Inserm, U1016, Institut Cochin, Paris, France CNRS, UMR8104, Paris, France Université Paris Descartes, Sorbonne Paris Cité, Paris, France Equipe labellisée LNCC, Paris, France.
Inserm, U1016, Institut Cochin, Paris, France CNRS, UMR8104, Paris, France Université Paris Descartes, Sorbonne Paris Cité, Paris, France Imagerie du petit animal, Institut Cochin, Paris, France.
Gut. 2016 Jun;65(6):1024-34. doi: 10.1136/gutjnl-2014-308969. Epub 2015 Mar 19.
Hepatocellular carcinoma (HCC) is the most prevalent primary tumour of the liver. About a third of these tumours presents activating mutations of the β-catenin gene. The molecular pathogenesis of HCC has been elucidated, but mortality remains high, and new therapeutic approaches, including treatments based on microRNAs, are required. We aimed to identify candidate microRNAs, regulated by β-catenin, potentially involved in liver tumorigenesis.
We used a mouse model, in which β-catenin signalling was overactivated exclusively in the liver by the tamoxifen-inducible and Cre-Lox-mediated inactivation of the Apc gene. This model develops tumours with properties similar to human HCC.
We found that miR-34a was regulated by β-catenin, and significantly induced by the overactivation of β-catenin signalling in mouse tumours and in patients with HCC. An inhibitor of miR-34a (locked nucleic acid, LNA-34a) exerted antiproliferative activity in primary cultures of hepatocyte. This inhibition of proliferation was associated with a decrease in cyclin D1 levels, orchestrated principally by HNF-4α, a target of miR-34a considered to act as a tumour suppressor in the liver.
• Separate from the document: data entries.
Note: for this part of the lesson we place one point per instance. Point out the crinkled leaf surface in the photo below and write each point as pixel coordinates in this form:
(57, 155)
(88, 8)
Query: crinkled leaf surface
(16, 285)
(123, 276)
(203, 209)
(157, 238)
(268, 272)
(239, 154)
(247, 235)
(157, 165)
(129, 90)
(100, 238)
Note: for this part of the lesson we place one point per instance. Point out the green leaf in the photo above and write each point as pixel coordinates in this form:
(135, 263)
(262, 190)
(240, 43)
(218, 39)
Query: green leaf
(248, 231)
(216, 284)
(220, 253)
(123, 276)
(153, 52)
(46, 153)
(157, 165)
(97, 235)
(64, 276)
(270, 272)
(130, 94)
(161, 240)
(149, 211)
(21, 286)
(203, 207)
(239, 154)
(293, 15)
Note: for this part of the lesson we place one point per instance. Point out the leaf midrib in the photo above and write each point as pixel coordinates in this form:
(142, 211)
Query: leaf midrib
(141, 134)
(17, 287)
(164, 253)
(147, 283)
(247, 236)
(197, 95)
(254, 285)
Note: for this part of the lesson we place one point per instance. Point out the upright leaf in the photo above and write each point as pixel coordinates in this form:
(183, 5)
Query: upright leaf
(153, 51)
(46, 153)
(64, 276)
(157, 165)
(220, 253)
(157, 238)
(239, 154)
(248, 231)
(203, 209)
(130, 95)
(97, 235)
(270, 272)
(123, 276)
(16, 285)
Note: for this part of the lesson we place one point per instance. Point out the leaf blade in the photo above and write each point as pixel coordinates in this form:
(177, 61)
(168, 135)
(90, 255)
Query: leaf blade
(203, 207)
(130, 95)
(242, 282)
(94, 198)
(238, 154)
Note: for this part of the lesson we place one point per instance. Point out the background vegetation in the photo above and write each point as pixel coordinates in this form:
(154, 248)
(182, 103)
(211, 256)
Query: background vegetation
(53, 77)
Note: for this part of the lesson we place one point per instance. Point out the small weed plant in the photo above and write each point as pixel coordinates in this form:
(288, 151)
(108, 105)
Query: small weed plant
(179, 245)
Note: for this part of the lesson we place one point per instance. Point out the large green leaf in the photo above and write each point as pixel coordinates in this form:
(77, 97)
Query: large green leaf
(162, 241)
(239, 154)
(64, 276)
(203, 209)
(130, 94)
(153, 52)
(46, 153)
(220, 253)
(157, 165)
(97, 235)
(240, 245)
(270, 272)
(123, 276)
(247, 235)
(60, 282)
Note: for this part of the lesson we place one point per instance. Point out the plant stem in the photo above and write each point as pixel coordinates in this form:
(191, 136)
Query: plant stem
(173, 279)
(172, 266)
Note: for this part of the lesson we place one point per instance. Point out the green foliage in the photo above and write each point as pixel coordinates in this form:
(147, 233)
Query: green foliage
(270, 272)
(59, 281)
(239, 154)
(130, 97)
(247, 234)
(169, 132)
In vivo, LNA-34a approximately halved progression rates for tumours displaying β-catenin activation together with an activation of caspases 2 and 3.
This work demonstrates the key oncogenic role of miR-34a in liver tumours with β-catenin gene mutations. We suggest that patients diagnosed with HCC with β-catenin mutations could be treated with an inhibitor of miR-34a. The potential value of this strategy lies in the modulation of the tumour suppressor HNF-4α, which targets cyclin D1, and the induction of a proapoptotic programme.
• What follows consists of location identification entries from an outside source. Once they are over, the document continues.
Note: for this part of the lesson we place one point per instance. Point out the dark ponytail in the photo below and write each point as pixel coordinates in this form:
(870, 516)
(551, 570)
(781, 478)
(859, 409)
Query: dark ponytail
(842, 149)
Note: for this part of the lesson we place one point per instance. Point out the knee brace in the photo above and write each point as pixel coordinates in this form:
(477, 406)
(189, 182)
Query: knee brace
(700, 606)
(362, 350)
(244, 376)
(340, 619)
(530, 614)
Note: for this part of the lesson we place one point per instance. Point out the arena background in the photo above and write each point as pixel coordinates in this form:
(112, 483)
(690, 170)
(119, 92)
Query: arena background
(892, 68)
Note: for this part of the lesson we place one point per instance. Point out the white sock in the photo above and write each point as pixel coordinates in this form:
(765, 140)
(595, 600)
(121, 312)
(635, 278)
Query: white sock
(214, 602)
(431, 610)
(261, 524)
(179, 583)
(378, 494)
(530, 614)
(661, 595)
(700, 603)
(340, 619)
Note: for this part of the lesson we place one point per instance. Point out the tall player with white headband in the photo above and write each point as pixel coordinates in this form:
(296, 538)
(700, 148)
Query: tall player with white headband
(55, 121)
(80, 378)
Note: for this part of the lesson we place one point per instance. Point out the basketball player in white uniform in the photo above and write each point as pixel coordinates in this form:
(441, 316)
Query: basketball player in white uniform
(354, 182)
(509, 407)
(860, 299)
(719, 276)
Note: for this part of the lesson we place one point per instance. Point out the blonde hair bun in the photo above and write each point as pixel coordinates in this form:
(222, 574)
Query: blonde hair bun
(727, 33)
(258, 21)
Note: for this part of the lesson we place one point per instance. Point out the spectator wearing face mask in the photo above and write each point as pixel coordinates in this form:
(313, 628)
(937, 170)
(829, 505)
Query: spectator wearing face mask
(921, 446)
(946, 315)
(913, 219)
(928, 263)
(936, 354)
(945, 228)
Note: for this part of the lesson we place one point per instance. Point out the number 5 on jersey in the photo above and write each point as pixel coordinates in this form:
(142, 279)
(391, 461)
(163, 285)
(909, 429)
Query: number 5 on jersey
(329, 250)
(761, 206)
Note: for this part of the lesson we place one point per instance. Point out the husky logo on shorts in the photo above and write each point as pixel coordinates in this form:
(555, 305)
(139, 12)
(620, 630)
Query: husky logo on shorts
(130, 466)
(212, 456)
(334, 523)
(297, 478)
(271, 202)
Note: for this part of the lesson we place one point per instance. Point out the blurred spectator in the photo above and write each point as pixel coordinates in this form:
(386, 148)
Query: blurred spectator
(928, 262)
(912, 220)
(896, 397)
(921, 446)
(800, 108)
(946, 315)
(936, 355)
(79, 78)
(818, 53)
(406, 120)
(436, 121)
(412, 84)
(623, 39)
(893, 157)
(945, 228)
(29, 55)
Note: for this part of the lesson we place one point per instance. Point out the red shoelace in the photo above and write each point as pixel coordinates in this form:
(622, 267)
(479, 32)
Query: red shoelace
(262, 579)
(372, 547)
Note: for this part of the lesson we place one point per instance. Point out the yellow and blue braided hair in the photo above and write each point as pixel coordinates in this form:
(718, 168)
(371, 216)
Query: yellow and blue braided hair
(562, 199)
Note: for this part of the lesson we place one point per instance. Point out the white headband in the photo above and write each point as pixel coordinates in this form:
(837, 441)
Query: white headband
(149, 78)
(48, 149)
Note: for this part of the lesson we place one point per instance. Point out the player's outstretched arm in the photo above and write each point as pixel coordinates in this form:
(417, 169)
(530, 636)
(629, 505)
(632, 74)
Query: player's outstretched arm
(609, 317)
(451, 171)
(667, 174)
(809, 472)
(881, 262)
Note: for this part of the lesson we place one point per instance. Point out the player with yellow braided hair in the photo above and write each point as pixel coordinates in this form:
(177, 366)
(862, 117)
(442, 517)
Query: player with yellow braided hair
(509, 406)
肝细胞癌(HCC)是最常见的原发性肝癌。大约三分之一的这些肿瘤存在β-连环蛋白基因的激活突变。HCC 的分子发病机制已经阐明,但死亡率仍然很高,需要新的治疗方法,包括基于 microRNAs 的治疗方法。我们旨在鉴定受β-连环蛋白调控的候选 microRNAs,这些 microRNAs可能参与肝肿瘤发生。
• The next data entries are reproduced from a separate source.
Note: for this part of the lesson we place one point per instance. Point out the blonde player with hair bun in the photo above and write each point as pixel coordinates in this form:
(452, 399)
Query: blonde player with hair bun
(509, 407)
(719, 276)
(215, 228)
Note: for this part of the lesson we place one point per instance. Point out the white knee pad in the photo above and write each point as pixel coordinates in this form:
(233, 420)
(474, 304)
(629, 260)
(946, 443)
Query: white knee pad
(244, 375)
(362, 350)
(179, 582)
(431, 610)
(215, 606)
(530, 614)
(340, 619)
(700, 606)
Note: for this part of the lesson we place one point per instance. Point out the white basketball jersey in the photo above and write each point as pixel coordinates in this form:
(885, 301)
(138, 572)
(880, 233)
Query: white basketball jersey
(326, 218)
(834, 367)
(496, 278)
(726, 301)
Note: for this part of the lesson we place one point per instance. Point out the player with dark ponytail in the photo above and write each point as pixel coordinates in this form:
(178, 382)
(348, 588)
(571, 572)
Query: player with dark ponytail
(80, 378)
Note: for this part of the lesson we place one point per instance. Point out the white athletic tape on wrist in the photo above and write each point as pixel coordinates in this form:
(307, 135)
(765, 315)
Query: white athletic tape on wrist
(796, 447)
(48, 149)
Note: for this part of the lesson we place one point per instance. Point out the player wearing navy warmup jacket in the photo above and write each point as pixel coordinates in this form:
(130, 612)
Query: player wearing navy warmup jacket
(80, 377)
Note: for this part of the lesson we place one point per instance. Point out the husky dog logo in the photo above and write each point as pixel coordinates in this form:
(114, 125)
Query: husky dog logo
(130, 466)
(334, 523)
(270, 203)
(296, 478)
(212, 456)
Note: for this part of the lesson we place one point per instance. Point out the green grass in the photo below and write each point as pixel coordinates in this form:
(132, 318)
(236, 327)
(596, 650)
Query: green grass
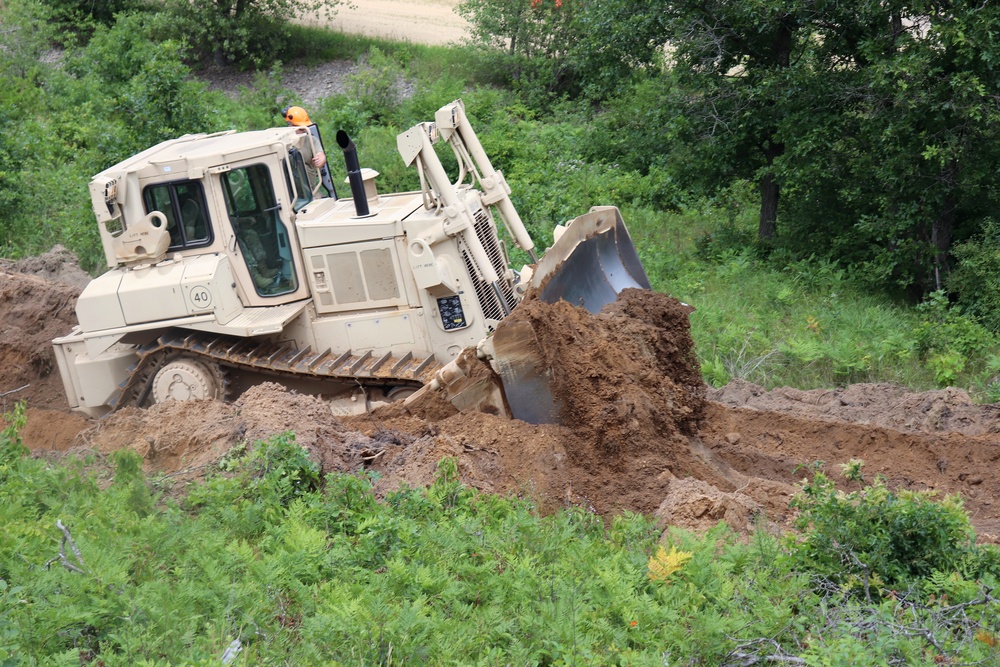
(783, 320)
(308, 571)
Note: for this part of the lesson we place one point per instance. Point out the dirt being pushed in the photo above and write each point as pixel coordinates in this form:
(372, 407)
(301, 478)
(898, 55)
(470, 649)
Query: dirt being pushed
(630, 396)
(640, 432)
(37, 301)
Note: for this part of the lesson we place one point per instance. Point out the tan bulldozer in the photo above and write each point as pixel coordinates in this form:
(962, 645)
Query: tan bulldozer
(232, 261)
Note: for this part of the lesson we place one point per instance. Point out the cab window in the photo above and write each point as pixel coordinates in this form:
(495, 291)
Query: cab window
(183, 204)
(260, 234)
(300, 178)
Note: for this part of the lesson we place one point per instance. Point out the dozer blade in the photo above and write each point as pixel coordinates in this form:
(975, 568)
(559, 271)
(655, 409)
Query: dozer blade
(590, 263)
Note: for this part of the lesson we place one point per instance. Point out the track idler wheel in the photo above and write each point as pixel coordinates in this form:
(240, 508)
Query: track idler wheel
(185, 379)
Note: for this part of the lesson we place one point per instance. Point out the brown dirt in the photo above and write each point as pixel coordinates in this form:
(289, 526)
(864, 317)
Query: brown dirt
(417, 21)
(643, 434)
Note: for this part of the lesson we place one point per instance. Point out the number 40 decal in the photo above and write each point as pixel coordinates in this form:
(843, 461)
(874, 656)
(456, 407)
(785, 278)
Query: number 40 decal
(201, 297)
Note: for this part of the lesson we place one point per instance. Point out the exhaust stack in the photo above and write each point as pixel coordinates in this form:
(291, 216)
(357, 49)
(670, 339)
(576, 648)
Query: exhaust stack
(354, 174)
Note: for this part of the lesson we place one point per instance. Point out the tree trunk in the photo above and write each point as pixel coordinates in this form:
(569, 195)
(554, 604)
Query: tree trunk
(943, 225)
(769, 194)
(781, 52)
我们使用了一种小鼠模型,其中β-连环蛋白信号通过 tamoxifen 诱导和 Cre-Lox 介导的 APC 基因失活在肝脏中被过度激活。该模型发展出具有与人 HCC 相似特性的肿瘤。
我们发现 miR-34a 受β-连环蛋白调控,并且在小鼠肿瘤和 HCC 患者中β-连环蛋白信号的过度激活显著诱导了 miR-34a 的表达。miR-34a 的抑制剂(锁核酸,LNA-34a)在原代肝细胞培养物中发挥抗增殖活性。这种增殖抑制与细胞周期蛋白 D1 水平的降低有关,主要由 HNF-4α 协调,HNF-4α 是 miR-34a 的靶点,被认为在肝脏中作为肿瘤抑制因子发挥作用。在体内,LNA-34a 使显示β-连环蛋白激活和半胱天冬酶 2 和 3 激活的肿瘤的进展率降低约一半。
这项工作证明了 miR-34a 在具有β-连环蛋白基因突变的肝肿瘤中的关键致癌作用。我们建议,具有β-连环蛋白突变的 HCC 患者可以用 miR-34a 的抑制剂治疗。这种策略的潜在价值在于调节肿瘤抑制因子 HNF-4α,它靶向细胞周期蛋白 D1,并诱导促凋亡程序。